MUASAL dan ARAH KETERLAHIRAN USAHA KOPERASI MAHASISWA

Sabtu, 01 Desember 20120 komentar


Disampaikan pada acara: “Pendidikan dasar Koperasi” yang dilaksanakan oleh IAIN  Surakarta, 
02 Desember 2012.



A.  Pembuka : Memahami Untuk Berninisiatif
Satu pemahaman dan atau pengingat bagi segenap aktivis bahwa koperasi tidaklah terbatas pada gerakan ekonomi, tetapi juga merupakan gerakan sosial yang berjuang mewujudkan kehidupan yang lebih bermartabat. Lewat keterbangunan kualitas kebersamaan di segenap stake holder, koperasi perlahan membangun apa yang disebut kemadirian kolektif lewat karya yang lahir diatas semangat gotong royong .  Atas dasar itulah, anggota yang berkedudukan sebagai pemilik sah koperasi menjadi obyek dan juga subyek pembangunan koperasi itu sendiri. Atas dasar itu pula, ber-koperasi identik dengan kesadaran ikut mengambil tanggungjawab demi kemajuan bersama.

Lewat kesadaran kolektif yang terbangun melalui pendidikan yang dilaksanakan koperasi, gerakan sosial bercirikan pemberdayaan ini akan terbangun kemampuan mensukseskan agenda kolektif yang tidak hanya menyelesaikan masalah yang ada, tetapi juga membangun harapan-harapan baru yang lebih baik dalam arti seluas-luasnya.

Nalar logis koperasi memang begitu mulia, tetapi banyak bahkan mayoritas koperasi tampaknya mengalami kesulitan dalam meng-operasionalisasikannya.
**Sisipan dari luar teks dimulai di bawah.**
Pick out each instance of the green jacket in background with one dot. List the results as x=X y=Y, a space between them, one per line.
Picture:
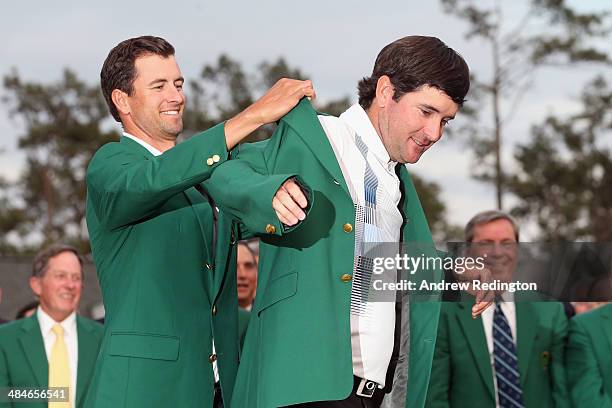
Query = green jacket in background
x=462 y=375
x=298 y=346
x=23 y=360
x=167 y=291
x=589 y=358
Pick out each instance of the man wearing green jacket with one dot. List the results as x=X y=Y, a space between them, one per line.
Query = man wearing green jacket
x=55 y=347
x=589 y=358
x=161 y=248
x=314 y=337
x=514 y=355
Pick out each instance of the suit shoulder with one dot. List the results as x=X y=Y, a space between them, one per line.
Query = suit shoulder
x=590 y=318
x=8 y=331
x=113 y=151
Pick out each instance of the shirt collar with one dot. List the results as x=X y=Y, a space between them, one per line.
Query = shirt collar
x=46 y=322
x=357 y=118
x=144 y=144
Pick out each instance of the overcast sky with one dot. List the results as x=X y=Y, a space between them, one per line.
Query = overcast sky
x=335 y=42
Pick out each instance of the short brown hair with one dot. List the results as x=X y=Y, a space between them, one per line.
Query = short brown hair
x=414 y=61
x=41 y=260
x=119 y=70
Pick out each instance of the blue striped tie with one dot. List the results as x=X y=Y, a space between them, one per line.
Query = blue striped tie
x=507 y=373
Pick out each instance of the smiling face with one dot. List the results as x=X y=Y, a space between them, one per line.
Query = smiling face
x=246 y=267
x=496 y=242
x=59 y=287
x=411 y=125
x=154 y=110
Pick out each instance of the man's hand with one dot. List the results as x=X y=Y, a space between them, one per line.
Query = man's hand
x=484 y=298
x=288 y=203
x=279 y=100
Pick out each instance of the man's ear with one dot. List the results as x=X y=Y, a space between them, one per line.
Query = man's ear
x=120 y=99
x=384 y=91
x=36 y=285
Gerakan getol menyuarakan “kembali ke jati diri” merupakan fakta yang memberi isyarat kuat bahwa koperasi telah meninggalkan “konsepsi dasarnya” dan kemudian berpraktek sebagai kegiatan ekonomi semata dan ironisnya kemudian terjebak dalam perburuan laba (walau masih memakai istilah SHU).

Adakah ini realitas sosial yang menegaskan semakin masifnya kultur individualisme di masyarakat???. Adakah ini mencirikan bahwa kepedulian antar individu di lingkungan masyarakat sudah memudar??. Adakah jalan koperasi sudah tertutup oleh kecerdasan kapitalisme menanamkan mindset  hidup agar setiap orang berlomba saling mengalahkan, sehingga mempersulit langkah-langkah penyatuan dan pembentukan kerja sama yang setara???.  
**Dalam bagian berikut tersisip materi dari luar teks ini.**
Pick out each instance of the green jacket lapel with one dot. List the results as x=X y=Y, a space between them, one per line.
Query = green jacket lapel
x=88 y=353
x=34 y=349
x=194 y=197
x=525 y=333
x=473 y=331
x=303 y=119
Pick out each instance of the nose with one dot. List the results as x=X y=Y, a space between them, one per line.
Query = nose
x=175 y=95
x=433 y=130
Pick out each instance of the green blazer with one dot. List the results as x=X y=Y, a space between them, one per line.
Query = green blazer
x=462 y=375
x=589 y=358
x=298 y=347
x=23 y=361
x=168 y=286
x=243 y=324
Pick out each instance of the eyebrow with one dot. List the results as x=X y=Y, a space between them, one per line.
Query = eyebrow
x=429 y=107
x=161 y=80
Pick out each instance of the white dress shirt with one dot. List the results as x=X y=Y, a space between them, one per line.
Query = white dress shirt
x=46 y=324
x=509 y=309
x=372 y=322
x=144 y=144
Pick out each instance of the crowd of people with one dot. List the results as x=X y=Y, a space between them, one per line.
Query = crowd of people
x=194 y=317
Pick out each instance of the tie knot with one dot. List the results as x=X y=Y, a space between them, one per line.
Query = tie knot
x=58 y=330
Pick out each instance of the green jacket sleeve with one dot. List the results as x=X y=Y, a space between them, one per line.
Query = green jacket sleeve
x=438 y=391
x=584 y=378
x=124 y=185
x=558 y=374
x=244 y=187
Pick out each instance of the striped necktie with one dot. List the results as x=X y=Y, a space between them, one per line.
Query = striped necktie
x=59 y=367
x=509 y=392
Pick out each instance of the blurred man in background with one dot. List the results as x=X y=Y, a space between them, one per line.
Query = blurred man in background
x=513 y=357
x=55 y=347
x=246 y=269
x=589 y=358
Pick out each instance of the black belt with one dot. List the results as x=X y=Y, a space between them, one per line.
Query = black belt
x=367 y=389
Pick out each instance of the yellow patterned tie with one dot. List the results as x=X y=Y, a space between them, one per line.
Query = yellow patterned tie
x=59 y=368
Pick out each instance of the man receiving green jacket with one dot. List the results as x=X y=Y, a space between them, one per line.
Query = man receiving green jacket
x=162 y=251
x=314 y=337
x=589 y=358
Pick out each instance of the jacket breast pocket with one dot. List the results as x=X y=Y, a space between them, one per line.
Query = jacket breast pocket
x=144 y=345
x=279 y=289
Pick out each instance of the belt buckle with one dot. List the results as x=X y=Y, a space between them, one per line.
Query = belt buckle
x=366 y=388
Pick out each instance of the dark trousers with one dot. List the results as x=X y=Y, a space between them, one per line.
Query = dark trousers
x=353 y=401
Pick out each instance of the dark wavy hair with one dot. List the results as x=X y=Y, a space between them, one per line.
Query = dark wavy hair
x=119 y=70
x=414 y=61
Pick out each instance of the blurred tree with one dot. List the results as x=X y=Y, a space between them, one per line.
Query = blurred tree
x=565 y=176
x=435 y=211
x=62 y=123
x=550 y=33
Sebagai kelompok pemuda calon penentu masa depan bangsa, selayaknya memberi penegasan bahwa masih ada celah yang bisa dimanfaatkan untuk membuktikan bahwa “koperasi” adalah jalan damai membentuk dunia yang lebih baik. Hal ini memang bukan perkara mudah, tetapi mimpi kolektif yang diiringi tanggungjawab pembuktian akan membuka peluang untuk mengoreksi realitas sosial yang kian teracuni oleh pemikiran-pemikiran ala kapitalis. Siap KAH??
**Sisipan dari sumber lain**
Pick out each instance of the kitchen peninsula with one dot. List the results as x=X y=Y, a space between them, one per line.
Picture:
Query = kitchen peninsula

B.  Menelaah: Muasal Usaha Koperasi
Sebelum membicarakan “usaha koperasi”, ada baiknya me-refresh tentang hakekat tujuan koperasi, yaitu membangun kehidupan yang lebih bermartabat. Kalau kemudian diterjemahkan secara operasional, kegiatan-kegiatan koperasi berorientasi pada 2 (dua) hal yaitu; (i) terselesaikannya masalah atau keresahan yang dihadapi dan; (ii) terbangunnya keadaan baru yang lebih berpengharapan.

Merujuk pada aliea diatas, maka “usaha” atau “perusahaan” koperasi merupakan salah satu “alat” atau sebagai “mesin penjawab” maksud dan tujuan keterlahiran koperasi itu sendiri. Oleh karena itu, tidak berlebihan kalau kemudian berkesimpulan bahwa indikator obyektif dari keberhasilan koperasi adalah tingkat kebahagiaan anggota yang nota bene adalah pemilik sah koperasi. Kalau demikian, apakah koperasi meng-eksklusifkan diri..???. Pertanyaan itu selayaknya dijawab dengan tanya pula yaitu; “bukankah koperasi memegang teguh prinsip sukarela dan terbuka dalam hal keanggotaan???”.

Sebagai mesin penjawab, maka usaha atau perusahaan koperasi haruslah mendasarkan diri pada kebutuhan mayoritas anggotanya. Hal ini bukan berarti bahwa koperasi di-haram-kan untuk membangun usaha berbasis peluang, tetapi koperasi harus memegang teguh prinsip “membahagiakan anggotanya”. Artinya, pendirian usaha berbasis peluang bukan alasan pembenar koperasi me-nomor dua-kan kebutuhan anggotanya.

Oleh karena itu, idealnya pembentukan usaha atau unit layanan koperasi diawali dari “mapping kebutuhan” dan kemudian dijadikan dasar untuk mengambil keputusan. Selanjutnya, keputusan mengikat semua pihak yang terlibat dan ditandai dengan terbentuknya pola distribusi peran/partisipasi proporsional dari segenap unsur organisasi. Logika tahapan ini-lah yang kemudian menyimpulkan bahwa seharusnya unit layanan koperasi tidak akan pernah mati sepanjang “konsistensi” menjadi hal yang terbudayakan di komunitas koperasi. Kalau kemudian fakta lapangan menunjukkan kondisi yang berseberangan, maka sesungguhnya hal tersebut semata-mata karena belum tertemukannya cara mengoperasionalkan konsepsi koperasi itu sendiri.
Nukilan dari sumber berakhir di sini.